问题
I have sphinx index on schools
, and when I do a query I always receive the same results, in the same order. I've tried every imaginable combination of ranking, sorting, and matching, and always get the same sorting.
A sample of the bad data I'm getting is below:
"albany high"
Albany Junior High School | Auckland, NZ | 2001 (shouldn't be first)
Albany High School | Albany, NY | 2001
South Albany High School | Albany, OR | 2001
Albany High School | Albany, CA | 1001 (shouldn't be last)
As you can see, the highest-ranked school is not in a city named "Albany", and should be lower, while the lowest-ranked "Albany High School" should be ranked higher than it is. This problem is replicated across many search terms.
The Sphinx index looks like this:
source schools : root
{
sql_query = \
SELECT schools.id, schools.name, schools.state, schools.country, schools.city, \
(select COUNT(*) from user2school WHERE school_id = schools.id) as user_count \
FROM schools
sql_attr_uint = user_count
}
index schools
{
source = schools
path = /var/db/sphinx/data/schools
min_infix_len = 3
infix_fields = name
}
The code that generates the results is as follows:
$sphinx->SetMatchMode(SPH_MATCH_EXTENDED);
$sphinx->SetRankingMode(SPH_RANK_WORDCOUNT);
$sphinx->SetSortMode(SPH_SORT_RELEVANCE);
$sphinx->SetFieldWeights(array(
'id' => 0,
'name' => 1000,
'city' => 0,
'state' => 0,
'user_count' => 0
));
How can I get Sphinx to recognize my custom weights? Every combination I've tried seems to fail.
Edit:
Here is another example with the same ordering, but totally different settings. The only option I have turned on here is:
$sphinx->SetRankingMode(SPH_RANK_SPH04);
The results:
"albany high"
Albany Junior High School | Auckland, NZ | 3 (still shouldn't be first)
Albany High School | Albany, NY | 3
South Albany High School | Albany, OR | 2
Albany High School | Albany, CA | 1 (still shouldn't be last)
As you can see, the ordering is identical. It is identical in every combination of ranking, sorting, and weighting I have tried. Is there anything I can try to debug this problem?
回答1:
Perhaps its a logic error in your application. Sphinx gives you a list of IDs, which you would then use to retreive data from the original database. Maybe you arent sorting those rows right.

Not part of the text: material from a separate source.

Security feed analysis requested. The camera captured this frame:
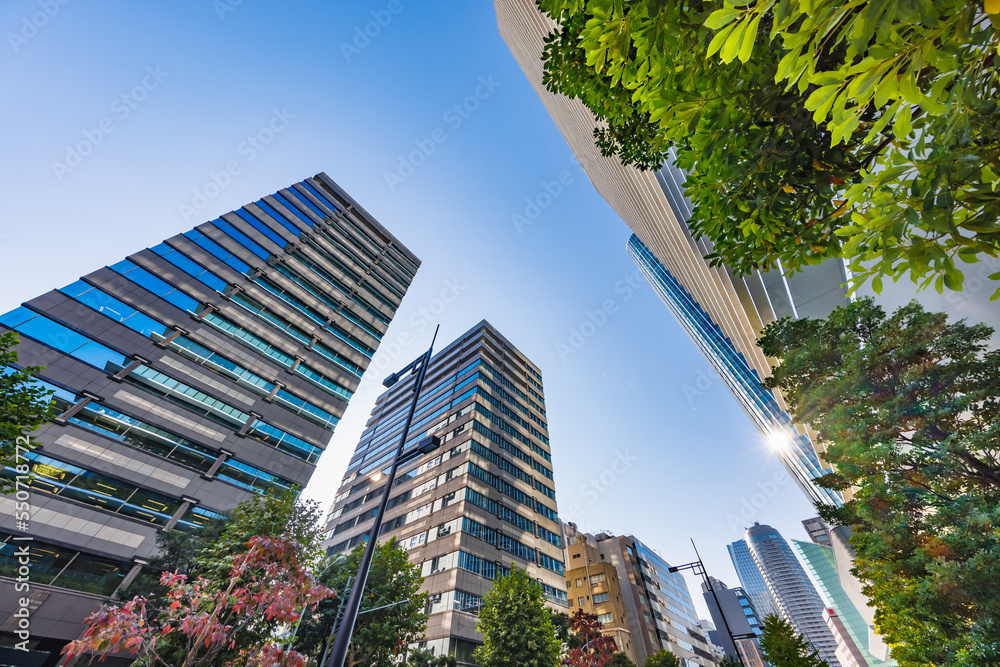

I just tried inserting your data into a test RT index (including a string attribute, so could see the data)
mysql> insert into rttest values (1,'Albany Junior High School','Auckland','NZ','Albany Junior High School, Auckland, NZ');
... etc ...
mysql> select * from rttest where match('albany high');
+------+--------+-----------------------------------------+
| id | weight | value |
+------+--------+-----------------------------------------+
| 2 | 3267 | Albany High School, Albany, NY |
| 3 | 3267 | South Albany High School, Albany, OR |
| 4 | 3267 | Albany High School, Albany, CA |
| 1 | 1304 | Albany Junior High School, Auckland, NZ |
+------+--------+-----------------------------------------+
4 rows in set (0.15 sec)
mysql> select * from rttest where match('albany high') option ranker=sph04;
+------+--------+-----------------------------------------+
| id | weight | value |
+------+--------+-----------------------------------------+
| 2 | 12267 | Albany High School, Albany, NY |
| 4 | 12267 | Albany High School, Albany, CA |
| 3 | 10267 | South Albany High School, Albany, OR |
| 1 | 6304 | Albany Junior High School, Auckland, NZ |
+------+--------+-----------------------------------------+
4 rows in set (0.00 sec)
mysql> select * from rttest where match('albany high') option ranker=wordcount;
+------+--------+-----------------------------------------+
| id | weight | value |
+------+--------+-----------------------------------------+
| 2 | 3 | Albany High School, Albany, NY |
| 3 | 3 | South Albany High School, Albany, OR |
| 4 | 3 | Albany High School, Albany, CA |
| 1 | 2 | Albany Junior High School, Auckland, NZ |
+------+--------+-----------------------------------------+
4 rows in set (0.00 sec)
Changing the ranking mode does work.
回答2:
the 0's in your SetFieldWeights look odd. Either just only note the fields you want to set the weight to, or use 1 as the default. I suspect 0 will cause issues.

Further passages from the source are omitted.